I think there is a problem with a Government Health Service. Eventually, the services will be expanded via politics. Services will never be enough and every elected official will work to improve service (= increase costs), private insurance will be less attractive and eventually most will be on Government health care. I think it is unrealistic to think that could survive political pressures to improve services and reduce the costs to the users.

mjh writes:
The Board would make a broad determination of which treatments are approved. In this regard, the Board would be expected to be a slow adopter of expensive medical technology. Before approving a costly innovative treatment, the Board would wait until its use in the private sector has been proven and the price has started to come down.
Why?

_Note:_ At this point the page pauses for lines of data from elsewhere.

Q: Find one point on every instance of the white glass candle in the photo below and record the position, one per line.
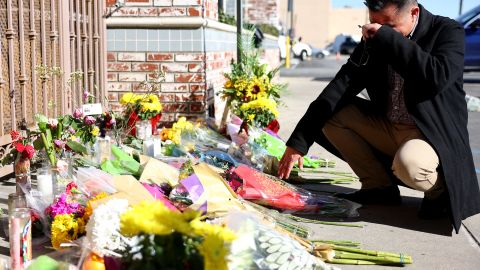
(44, 182)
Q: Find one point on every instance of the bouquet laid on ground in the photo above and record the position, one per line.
(248, 82)
(141, 107)
(163, 239)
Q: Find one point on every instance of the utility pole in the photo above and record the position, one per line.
(289, 34)
(239, 30)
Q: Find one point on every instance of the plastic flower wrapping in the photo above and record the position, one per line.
(193, 243)
(144, 106)
(103, 228)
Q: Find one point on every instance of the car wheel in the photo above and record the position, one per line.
(303, 55)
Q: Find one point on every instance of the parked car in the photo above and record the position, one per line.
(471, 23)
(319, 53)
(300, 50)
(348, 46)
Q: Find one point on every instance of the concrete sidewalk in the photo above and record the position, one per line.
(432, 244)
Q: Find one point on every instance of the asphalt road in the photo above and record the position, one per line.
(325, 70)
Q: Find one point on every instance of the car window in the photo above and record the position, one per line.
(466, 17)
(474, 22)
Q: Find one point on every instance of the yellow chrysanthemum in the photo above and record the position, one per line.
(261, 104)
(89, 209)
(256, 88)
(95, 131)
(66, 228)
(154, 218)
(129, 98)
(228, 84)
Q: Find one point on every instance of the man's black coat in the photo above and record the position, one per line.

Wouldn't that board be susceptible to political pressure to include every procedure under the sun? The idea that .gov works slowly may be true, but when there's political pressure to do something, it works rather rapidly. Notice how quickly, after 9/11, that an entire new department was formed (DHS).

And wouldn't this service also succumb to political pressure to constantly raise the level of service despite recipients level of "means"?

I guess I don't understand what would keep this service in check.

Randy writes:

Good thoughts above about the probability that any system would spiral out of control due to political pressure. But that's why it needs to be a welfare based program. The costs of Social Security and Medicare are out of control because these systems are designed in such a way that the majority of the voting public has an incentive to make them spiral out of control. Welfare programs create no such incentive. With one politically powerful group paying, and another politically unpowerful group receiving the checks, the cost control is automatic. Rather than pushing for ever increasing benefits, the majority voters push for ever tighter restrictions on what the recipients must prove in order to receive benefits. I know, it seems harsh, but it works.

OT, but David Warsh says nice things about you:

jp writes:

Arnold -- I think part of the problem with the cash-payment situation is that it's easier for a hospital to refuse to treat you than to stop treating you once it starts. Therefore, the hospital wants to be assured not only that you have enough money for the planned procedure but also that there are deep pockets to cover whatever unforeseen things might need doing once you're a patient. Of course, there are other ways to do this than with insurance, but hospital administrations aren't set up to take liens on real estate or become drawers on letters of credit.

Cyrus writes:

The immediate problem with compensating the tragically ill with a single payment based on the typical cost of treating their condition is that by definition, many patients may incur costs greater, perhaps much greater, than is typical.

What the patient might seek is under such a system is a clinic that would provide them with services related to their condition in exchange for the 'going' lump-sum rate: consider the lump sum payment as a 'cancer voucher'. But if such clinics existed, they would be subject to the usual problem with central planning of prices. If the price is incorrect, the market does not clear well, yet if the planned segment of the market has a sufficiently large share of the market, it cannot reliably take its pricing cues from the unregulated sector of the market.

Furthermore, it is not immediately obvious what incentives the clinic, having already been paid for an indeterminate basket of services, has to provide the best basket of services it can, for the price paid. The strongest incentives exist for chronic illnesses: wherein if the patient dies, the income stream stops.

Where this leads in the long run doesn't seem inherently bad: clinics that specialize in treating specific illnesses, are paid for positive outcomes, and average variability of outcomes over large-ish numbers of patients. The people that fall through the cracks are those who are struck by rare illnesses.